I note that while this public message wears its anger too much on its sleeve, it also quite accurately identifies more of the truth about Marxism (cultural or otherwise) than most people have the moral clarity to understand or the intellectual independence to admit. Stepping right past the ordinary fruitless and flimsy defenses in such cases — the pleas for “proportionality,” “forgiveness,” or “remembering the context” — Macdonald’s response instead goes right to the heart of the matter, drawing a direct link between cancel culture (which I, using more traditional totalitarian language, prefer to call the tribunal) and the psychological vectors of envy and spiteful retribution. Almost a century and a half earlier, Nietzsche had exposed the soul of socialist egalitarianism in similarly honest terms, such as in this notebook entry:
Socialism—as the logical conclusion of the tyranny of the least and the dumbest, i.e., those who are superficial, envious, and three-quarters actors—is indeed entailed by “modern ideas” and their latent anarchism…. (Will To Power, Walter Kaufmann and R. J. Hollingdale, translators, §125)
Unfortunately, Macdonald’s (not to mention Nietzsche’s) type of answer to the social justice crowd is a minority report. Most people with recognizable names today either duck low and stay passively behind the bushes, or join the mass destruction of never-ending retroactive rule-imposition that is the essence of totalitarian thought control. (I leave aside as essentially worthless those savvy frauds in politics and the media who seek to profit financially from the performance of “anti-woke” tribalism — finding your audience and playing to it for cash is not a moral stand.)

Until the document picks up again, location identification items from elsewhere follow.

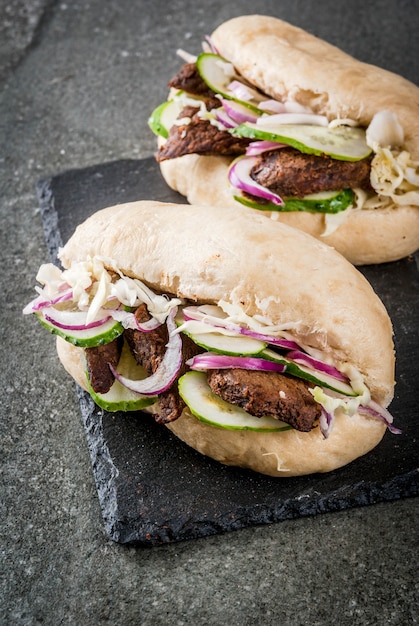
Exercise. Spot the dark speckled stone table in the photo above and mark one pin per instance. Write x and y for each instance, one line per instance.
(78, 81)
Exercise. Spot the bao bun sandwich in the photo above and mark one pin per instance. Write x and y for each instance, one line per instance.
(277, 119)
(253, 342)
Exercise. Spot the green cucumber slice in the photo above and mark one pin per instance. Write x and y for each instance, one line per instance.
(87, 338)
(325, 202)
(344, 143)
(209, 408)
(226, 344)
(300, 371)
(119, 398)
(210, 68)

Macdonald’s blunt and merciless defense of free speech, and particularly of the right to say what might offend someone, without which right freedom of speech means nothing, may have been partly the response of a man who knew he was not long for this world — several years into cancer treatment, and two years away from death by acute leukemia — and who was therefore unaffected by such petty concerns as career repercussions. This, and not the “bitter old fogeys” rationale typically proffered by the cancel culture crowd, is probably the main reason that most of the (non-tribal) celebrities who are similarly courageous and defiant toward today’s progressive flash mob establishment seem to be old men, such as John Cleese, Van Morrison, or even Richard Dawkins. Having achieved most of what they will ever achieve, and hence sensing that their ultimate legacy is more or less fully defined already, such people are more inclined to feel morally and intellectually impervious to the mob’s primary threat, which, though extreme and life-altering, is also short-term and material, and therefore more likely to be experienced as an acute danger to those still looking toward their own futures with uncertainty.
Having said that, however, I must now offer a somewhat shocking revelation: Macdonald’s irreversibly fatal condition was merely a more intimately known version of your own. That is, we are all dying, and none of us know how soon. Considering this, we ought well to ask why so many of us live in fear of the tribunal? Lost financial or career opportunities? Fear of social rejection or public punishment? But what is all that, against the knowledge that you will be dead soon, and that what you do today, how you choose to comport yourself in the midst of today’s thought-suppressing “culture,” might very well be the legacy against which your whole life and worth will someday be judged? And judged not by a mindless mob or a molding mastermind, but by judges with real authority: Truth, History, Nature — not to mention the friends and loved ones among your contemporaries, whose own fragile and brief lives will inevitably be affected, one way or another, by what you are and what you do in this moment.